Friedrichshafen – ZF Friedrichshafen AG, through its wholly-owned subsidiary ZF International B.V. (“ZF”), announced today that it has reduced its shareholding in Haldex Aktiebolag (publ) (“Haldex” or the “Company”) to 20.11 percent of the total share capital as of today and intends to accept Knorr-Bremse AG’s (“Knorr-Bremse”) tender offer at SEK 125 in cash per share for its entire remaining stake. ZF previously held 21.67 percent in Haldex and as such is Haldex’s largest shareholder.

ZF has been and continues to be committed to creating favourable conditions for the Company and its business while protecting the interests of ZF and reducing its financial exposure. The intention to tender supports ZF’s aim of increasing stability for Haldex, its employees, and its customers.

ZF is staying true to its strategy 2025, aimed at meeting future megatrends of the industry, and will continue to invest in and expand ZF’s diverse product portfolio in the future.
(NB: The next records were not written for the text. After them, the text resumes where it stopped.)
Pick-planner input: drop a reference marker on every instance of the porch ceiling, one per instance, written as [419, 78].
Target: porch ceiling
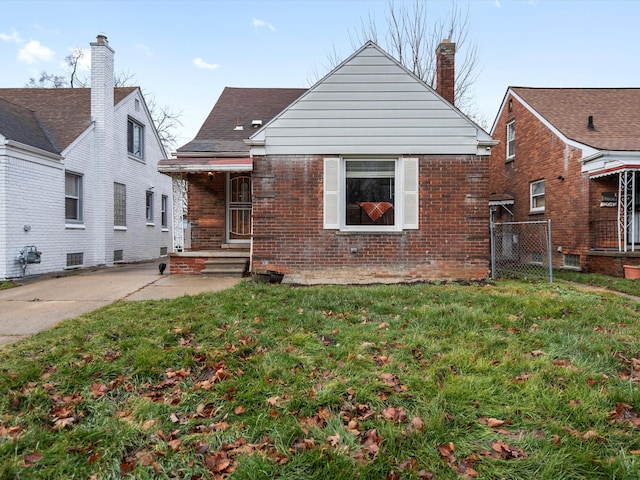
[206, 164]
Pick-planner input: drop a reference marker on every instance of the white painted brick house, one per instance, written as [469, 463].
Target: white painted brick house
[78, 175]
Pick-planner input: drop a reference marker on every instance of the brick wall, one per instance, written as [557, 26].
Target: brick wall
[452, 242]
[540, 154]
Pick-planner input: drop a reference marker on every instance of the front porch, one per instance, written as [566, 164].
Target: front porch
[615, 240]
[228, 261]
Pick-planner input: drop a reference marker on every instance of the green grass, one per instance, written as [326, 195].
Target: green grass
[624, 285]
[515, 380]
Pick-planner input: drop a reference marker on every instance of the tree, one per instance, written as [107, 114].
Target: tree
[411, 35]
[165, 119]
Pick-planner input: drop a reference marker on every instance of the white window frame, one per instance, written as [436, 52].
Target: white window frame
[116, 212]
[511, 140]
[406, 197]
[135, 131]
[78, 198]
[148, 202]
[534, 196]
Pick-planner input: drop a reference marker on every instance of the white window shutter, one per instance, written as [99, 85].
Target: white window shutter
[410, 194]
[331, 193]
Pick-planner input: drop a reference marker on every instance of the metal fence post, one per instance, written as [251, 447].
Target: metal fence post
[550, 251]
[492, 228]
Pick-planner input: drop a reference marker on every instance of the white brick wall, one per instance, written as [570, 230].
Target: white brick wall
[32, 191]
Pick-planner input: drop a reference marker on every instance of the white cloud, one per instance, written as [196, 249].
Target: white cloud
[198, 62]
[257, 23]
[33, 52]
[11, 37]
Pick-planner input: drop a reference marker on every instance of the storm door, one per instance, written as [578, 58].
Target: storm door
[238, 208]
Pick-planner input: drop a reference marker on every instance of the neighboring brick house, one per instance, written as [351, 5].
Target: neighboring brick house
[370, 175]
[571, 155]
[78, 176]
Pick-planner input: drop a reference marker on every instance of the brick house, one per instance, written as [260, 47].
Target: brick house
[572, 155]
[369, 175]
[78, 176]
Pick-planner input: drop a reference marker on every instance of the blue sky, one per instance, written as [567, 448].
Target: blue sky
[186, 52]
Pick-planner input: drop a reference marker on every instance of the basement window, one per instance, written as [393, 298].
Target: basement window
[75, 259]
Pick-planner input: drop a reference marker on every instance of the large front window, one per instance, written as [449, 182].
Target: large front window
[370, 192]
[371, 195]
[73, 197]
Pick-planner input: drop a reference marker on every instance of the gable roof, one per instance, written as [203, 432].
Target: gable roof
[239, 107]
[371, 104]
[615, 112]
[21, 125]
[63, 113]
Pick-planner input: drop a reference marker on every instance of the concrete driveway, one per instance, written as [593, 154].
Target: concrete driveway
[41, 302]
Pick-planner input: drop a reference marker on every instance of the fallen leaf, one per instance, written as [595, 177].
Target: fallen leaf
[416, 425]
[333, 439]
[144, 458]
[494, 422]
[31, 458]
[174, 444]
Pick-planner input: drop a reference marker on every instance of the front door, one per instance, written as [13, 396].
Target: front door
[238, 208]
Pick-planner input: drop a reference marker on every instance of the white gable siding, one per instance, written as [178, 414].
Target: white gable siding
[370, 105]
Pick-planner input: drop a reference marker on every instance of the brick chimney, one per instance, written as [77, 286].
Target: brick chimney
[445, 70]
[102, 115]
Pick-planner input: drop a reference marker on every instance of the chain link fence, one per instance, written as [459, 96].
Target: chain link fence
[521, 250]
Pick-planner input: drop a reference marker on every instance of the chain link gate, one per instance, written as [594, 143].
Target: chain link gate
[521, 250]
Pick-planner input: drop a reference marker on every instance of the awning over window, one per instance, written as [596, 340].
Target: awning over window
[498, 199]
[205, 164]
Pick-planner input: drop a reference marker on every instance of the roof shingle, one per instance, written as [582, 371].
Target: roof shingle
[64, 113]
[615, 112]
[239, 106]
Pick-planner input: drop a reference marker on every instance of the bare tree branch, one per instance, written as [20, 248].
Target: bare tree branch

For additional information please contact:

ZF Friedrichshafen contact for media and investors

Thomas Wenzel
Phone: +49 7541 772543
Mobile: +49 151 167 164 45
Email: thomas.wenzel@zf.com
www.zf.com

Contact for German media and additional contact for investors

CNC - Communications & Network Consulting
Knut Engelmann
Mobile: +49 174 234 2808
Email: knut.engelmann@cnc-communications.com

Contact for Swedish media and investors

Fogel & Partners
Anders Fogel
Mobile: +46 722 044 750
Email: anders.fogel@fogelpartners.se

IMPORTANT INFORMATION

Forward-looking statements

Statements in this press release relating to future status or circumstances, including statements regarding future performance, growth and other trend projections as well as benefits of the Offer, are forward-looking statements. Forward-looking statements may generally, but not always, be identified by the fact that they do not relate strictly to historical or current facts and include, without limitation, words such as “may,” “will,” “expects,” “believes,” “anticipates,” “plans,” “intends,” “estimates,” “projects,” “targets,” “forecasts,” “seeks,” “could,” or the negative of such terms, and other variations on such terms or comparable terminology. Forward-looking statements include, but are not limited to, statements about the expected future business of Haldex resulting from and following the Offer by Knorr-Bremse. By their nature, forward-looking statements involve risk and uncertainty because they relate to events and depend on circumstances that will occur in the future. There can be no assurance that actual results will not differ materially from those expressed or implied by these forward-looking statements due to many factors, many of which are outside the control of ZF and Haldex, including but not limited to the effect of changes in general economic conditions, the level of interest rates, fluctuations in product demand, competition, technological change, employee relations, planning and property regulations, natural disasters and the potential need for increased capital expenditure (such as resulting from increased demand, new business opportunities and deployment of new technologies). Any such forward-looking statements speak only as of the date on which they are made and neither ZF nor Haldex has (or undertakes) any obligation to update or revise any of them, whether as a result of new information, future events or otherwise, except for in accordance with applicable laws and regulations.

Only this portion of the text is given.